2. Analysis of research and publications.
Analysis of changes in hydrodynamic parameters, mainly the pressure and power, [1, 2, 3] is executed, depending on the gas-liquid flow of compressed air lift. Of the distribution of gas content, density, velocity, gas-liquid mixture and its components, as well as pressure and flow capacities of water-air vertical lift tube airlift in these studies were not considered. A similar problem was solved in [4] for the structure of the slug gas-liquid mixture in the lift tube airlift. However, given the fundamental differences in the physical basis of slug and annular structures of water-air flow [5] and the principles of mathematical modeling of business processes airlifts with these structures [6, 7], we should expect differences in the patterns of change in the hydrodynamic parameters of gas-liquid flows with a ring structure on well-known established laws with respect to the two-phase slug flow in the airlift mix.

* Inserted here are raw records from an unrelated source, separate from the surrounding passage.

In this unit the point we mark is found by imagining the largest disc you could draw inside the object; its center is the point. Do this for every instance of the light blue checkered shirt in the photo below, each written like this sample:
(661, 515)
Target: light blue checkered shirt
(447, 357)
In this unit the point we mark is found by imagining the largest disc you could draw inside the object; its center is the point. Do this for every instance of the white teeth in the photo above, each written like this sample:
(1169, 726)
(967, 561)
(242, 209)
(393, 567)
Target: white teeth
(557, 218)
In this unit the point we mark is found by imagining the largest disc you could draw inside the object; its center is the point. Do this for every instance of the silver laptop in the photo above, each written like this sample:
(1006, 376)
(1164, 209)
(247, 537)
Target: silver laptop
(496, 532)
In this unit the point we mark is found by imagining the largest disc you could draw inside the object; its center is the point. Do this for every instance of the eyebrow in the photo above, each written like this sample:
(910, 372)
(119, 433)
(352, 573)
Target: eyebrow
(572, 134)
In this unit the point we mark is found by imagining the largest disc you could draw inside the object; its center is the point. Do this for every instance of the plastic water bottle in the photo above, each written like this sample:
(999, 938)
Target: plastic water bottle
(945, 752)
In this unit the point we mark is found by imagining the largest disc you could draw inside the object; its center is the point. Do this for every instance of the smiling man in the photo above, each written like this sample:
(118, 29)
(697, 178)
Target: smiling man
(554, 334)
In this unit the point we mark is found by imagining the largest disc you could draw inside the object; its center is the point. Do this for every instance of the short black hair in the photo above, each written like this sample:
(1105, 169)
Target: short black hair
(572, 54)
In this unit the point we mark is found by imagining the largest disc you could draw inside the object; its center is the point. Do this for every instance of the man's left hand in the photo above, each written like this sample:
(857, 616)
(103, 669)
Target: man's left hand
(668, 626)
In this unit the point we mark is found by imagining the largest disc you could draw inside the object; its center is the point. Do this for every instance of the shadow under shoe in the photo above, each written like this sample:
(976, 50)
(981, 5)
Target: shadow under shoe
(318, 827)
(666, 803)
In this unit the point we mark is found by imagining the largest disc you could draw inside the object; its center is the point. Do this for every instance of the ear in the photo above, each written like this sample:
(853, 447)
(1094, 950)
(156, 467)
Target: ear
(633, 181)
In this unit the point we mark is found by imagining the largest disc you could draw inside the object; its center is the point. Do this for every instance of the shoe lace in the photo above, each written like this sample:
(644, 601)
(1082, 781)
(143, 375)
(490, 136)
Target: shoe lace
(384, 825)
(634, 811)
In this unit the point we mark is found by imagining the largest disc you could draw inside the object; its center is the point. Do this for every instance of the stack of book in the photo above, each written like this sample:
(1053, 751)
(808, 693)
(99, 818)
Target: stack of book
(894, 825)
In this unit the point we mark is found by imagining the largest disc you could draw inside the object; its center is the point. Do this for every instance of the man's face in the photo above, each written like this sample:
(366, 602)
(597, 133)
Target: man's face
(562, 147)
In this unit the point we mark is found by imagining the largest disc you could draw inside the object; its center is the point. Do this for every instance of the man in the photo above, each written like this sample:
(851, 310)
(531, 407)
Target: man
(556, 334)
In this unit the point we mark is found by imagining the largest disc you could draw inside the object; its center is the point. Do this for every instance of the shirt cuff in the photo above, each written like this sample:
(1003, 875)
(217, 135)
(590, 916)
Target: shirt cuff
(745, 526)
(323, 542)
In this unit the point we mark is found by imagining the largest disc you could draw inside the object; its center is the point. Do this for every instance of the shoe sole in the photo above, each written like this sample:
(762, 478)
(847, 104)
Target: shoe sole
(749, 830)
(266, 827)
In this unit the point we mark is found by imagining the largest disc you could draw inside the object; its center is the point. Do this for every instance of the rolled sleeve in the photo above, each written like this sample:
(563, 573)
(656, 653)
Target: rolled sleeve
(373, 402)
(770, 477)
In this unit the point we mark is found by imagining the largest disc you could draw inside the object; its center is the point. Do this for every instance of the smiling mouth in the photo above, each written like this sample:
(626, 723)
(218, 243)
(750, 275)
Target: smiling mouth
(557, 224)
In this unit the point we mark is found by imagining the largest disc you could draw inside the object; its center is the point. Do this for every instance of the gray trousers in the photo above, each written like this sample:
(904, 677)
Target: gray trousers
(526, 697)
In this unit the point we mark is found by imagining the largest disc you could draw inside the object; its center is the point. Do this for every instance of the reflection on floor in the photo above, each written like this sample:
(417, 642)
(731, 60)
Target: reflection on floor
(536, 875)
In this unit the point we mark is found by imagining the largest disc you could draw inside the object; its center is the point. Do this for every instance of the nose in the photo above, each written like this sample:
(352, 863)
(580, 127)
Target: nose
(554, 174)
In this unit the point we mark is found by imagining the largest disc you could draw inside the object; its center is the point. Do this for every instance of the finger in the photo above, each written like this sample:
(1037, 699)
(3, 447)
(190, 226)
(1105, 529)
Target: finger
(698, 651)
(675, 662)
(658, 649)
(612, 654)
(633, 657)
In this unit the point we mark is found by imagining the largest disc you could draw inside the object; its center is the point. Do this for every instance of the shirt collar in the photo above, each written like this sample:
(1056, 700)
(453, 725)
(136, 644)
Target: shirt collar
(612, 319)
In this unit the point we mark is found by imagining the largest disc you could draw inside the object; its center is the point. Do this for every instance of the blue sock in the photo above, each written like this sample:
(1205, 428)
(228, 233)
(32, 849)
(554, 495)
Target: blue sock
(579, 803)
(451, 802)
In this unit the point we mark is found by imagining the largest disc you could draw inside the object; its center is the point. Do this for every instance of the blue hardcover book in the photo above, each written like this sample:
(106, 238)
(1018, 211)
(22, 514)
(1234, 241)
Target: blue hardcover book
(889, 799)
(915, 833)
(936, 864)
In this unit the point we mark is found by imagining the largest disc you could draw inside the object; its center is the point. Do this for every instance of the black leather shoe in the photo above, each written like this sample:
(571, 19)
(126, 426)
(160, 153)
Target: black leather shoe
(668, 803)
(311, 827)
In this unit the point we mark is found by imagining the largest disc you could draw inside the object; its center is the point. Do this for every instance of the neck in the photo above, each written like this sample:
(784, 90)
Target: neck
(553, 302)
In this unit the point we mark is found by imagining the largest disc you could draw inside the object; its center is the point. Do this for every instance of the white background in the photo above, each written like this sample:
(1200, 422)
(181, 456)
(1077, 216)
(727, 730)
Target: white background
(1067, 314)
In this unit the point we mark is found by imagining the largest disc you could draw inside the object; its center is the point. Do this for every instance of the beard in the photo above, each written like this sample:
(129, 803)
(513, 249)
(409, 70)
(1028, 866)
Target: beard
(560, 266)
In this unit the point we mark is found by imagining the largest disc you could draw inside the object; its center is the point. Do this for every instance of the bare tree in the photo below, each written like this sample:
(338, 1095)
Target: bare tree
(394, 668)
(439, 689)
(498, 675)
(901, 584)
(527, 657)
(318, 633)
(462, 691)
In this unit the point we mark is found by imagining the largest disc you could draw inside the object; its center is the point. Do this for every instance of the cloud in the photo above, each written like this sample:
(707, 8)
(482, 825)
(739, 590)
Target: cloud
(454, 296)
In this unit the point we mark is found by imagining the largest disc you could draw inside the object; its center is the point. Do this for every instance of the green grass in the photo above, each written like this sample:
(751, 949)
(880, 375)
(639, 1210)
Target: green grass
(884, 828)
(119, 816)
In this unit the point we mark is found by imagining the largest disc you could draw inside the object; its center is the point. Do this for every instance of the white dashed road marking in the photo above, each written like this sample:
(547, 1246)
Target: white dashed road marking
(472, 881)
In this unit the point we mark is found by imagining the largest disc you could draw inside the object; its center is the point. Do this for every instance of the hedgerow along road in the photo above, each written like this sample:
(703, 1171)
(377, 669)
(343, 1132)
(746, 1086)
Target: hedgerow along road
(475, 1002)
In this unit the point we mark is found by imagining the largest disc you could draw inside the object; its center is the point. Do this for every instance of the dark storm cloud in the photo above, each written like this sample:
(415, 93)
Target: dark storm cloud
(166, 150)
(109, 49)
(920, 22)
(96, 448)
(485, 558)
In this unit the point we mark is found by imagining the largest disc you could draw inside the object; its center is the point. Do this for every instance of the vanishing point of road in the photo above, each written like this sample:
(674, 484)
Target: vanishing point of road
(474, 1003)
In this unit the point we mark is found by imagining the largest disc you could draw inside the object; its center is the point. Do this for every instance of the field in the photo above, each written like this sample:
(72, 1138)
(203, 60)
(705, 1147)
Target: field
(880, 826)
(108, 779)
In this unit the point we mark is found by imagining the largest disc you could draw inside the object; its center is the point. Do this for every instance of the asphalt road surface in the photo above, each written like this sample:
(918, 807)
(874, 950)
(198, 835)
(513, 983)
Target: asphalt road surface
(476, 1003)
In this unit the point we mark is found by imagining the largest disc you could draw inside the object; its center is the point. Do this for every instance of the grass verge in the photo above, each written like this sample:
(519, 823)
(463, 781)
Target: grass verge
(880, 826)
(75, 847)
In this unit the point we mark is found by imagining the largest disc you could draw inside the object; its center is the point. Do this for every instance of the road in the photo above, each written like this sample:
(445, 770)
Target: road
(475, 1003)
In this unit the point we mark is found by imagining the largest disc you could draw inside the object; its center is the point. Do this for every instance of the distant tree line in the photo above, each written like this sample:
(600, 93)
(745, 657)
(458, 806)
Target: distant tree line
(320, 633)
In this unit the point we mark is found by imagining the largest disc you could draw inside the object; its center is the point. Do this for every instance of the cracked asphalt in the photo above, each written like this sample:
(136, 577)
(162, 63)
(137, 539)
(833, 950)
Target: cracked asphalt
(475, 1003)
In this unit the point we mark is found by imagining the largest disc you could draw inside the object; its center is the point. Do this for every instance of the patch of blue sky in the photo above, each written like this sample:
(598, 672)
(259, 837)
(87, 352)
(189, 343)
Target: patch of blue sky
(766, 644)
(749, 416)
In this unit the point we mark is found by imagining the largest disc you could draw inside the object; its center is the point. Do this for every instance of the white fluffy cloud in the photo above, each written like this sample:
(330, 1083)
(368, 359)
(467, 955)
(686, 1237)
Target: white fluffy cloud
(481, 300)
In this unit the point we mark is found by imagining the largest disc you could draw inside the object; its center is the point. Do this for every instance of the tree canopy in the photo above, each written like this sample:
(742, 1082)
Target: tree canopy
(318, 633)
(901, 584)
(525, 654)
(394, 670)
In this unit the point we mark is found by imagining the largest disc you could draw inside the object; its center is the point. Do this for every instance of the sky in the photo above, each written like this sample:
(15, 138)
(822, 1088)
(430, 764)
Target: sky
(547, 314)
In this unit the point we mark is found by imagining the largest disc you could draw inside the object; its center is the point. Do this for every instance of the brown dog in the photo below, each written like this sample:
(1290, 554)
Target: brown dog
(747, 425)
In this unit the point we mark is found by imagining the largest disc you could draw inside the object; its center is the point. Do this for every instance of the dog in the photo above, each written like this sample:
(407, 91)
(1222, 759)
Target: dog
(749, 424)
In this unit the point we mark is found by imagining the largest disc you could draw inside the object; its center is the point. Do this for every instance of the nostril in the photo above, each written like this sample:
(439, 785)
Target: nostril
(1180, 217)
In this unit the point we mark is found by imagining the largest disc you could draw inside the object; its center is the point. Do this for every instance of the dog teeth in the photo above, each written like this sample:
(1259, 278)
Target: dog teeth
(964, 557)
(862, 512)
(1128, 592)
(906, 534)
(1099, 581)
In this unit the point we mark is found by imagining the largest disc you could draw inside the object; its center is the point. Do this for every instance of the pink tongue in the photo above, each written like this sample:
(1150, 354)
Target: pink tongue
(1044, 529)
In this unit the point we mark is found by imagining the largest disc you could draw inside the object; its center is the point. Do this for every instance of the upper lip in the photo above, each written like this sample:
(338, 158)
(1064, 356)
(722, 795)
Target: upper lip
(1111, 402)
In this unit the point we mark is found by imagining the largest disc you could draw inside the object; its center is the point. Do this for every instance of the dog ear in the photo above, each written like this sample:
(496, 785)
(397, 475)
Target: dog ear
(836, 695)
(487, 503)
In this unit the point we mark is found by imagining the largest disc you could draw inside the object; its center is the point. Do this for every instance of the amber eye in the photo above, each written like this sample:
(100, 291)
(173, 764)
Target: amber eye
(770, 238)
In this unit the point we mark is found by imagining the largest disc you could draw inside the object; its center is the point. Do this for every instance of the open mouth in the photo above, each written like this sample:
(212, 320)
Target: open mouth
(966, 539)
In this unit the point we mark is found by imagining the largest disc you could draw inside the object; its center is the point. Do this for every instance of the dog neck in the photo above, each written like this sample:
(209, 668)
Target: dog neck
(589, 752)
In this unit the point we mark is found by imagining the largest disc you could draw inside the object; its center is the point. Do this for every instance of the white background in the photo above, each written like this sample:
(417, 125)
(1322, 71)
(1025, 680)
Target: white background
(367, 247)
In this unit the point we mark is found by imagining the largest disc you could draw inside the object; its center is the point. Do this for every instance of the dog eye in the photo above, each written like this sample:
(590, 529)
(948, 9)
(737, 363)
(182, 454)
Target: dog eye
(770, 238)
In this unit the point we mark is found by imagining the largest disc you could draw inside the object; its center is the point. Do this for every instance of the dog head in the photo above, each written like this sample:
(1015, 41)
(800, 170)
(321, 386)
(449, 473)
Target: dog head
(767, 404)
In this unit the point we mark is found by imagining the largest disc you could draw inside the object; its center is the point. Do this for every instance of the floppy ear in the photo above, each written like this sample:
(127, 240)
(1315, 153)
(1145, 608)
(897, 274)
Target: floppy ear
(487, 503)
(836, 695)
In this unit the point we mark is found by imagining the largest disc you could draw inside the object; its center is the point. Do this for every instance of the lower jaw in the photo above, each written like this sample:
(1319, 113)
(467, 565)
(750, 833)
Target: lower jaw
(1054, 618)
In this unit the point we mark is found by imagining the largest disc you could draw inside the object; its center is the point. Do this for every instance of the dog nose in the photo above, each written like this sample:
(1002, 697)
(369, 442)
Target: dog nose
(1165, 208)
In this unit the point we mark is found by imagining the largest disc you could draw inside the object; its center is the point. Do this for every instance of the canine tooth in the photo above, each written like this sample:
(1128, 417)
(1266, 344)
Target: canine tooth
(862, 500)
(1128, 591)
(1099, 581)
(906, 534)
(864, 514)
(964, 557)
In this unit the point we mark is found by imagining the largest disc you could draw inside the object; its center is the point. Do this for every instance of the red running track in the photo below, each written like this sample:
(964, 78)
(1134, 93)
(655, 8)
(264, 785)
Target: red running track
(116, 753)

3. Formulation of the problem.
For maximum flow regime, as one of the characteristic modes of airlift, to establish patterns of changes in hydrodynamic parameters of the circular water-air flow in a vertical height of the lift tube gas-liquid lift.
4. Presentation of the material and results.
When the ring structure water-air flow in a vertical lift tube airlift will be understood per se, in which the liquid film thickness δ (z) moves along the inner wall and the gas from the droplet and closely related fluid inclusions forms the core of the flow. Gas-liquid flow between the core and liquid film mass transfer occurs due to entrainment and deposition of droplets.
Animated gif 1.1 - start-up airlift (positions: 1 - vozduhopodayuschaya pipe, 2 - Mixer 3 - supply tube, 4 - Lifting pipe, 5 - air purge)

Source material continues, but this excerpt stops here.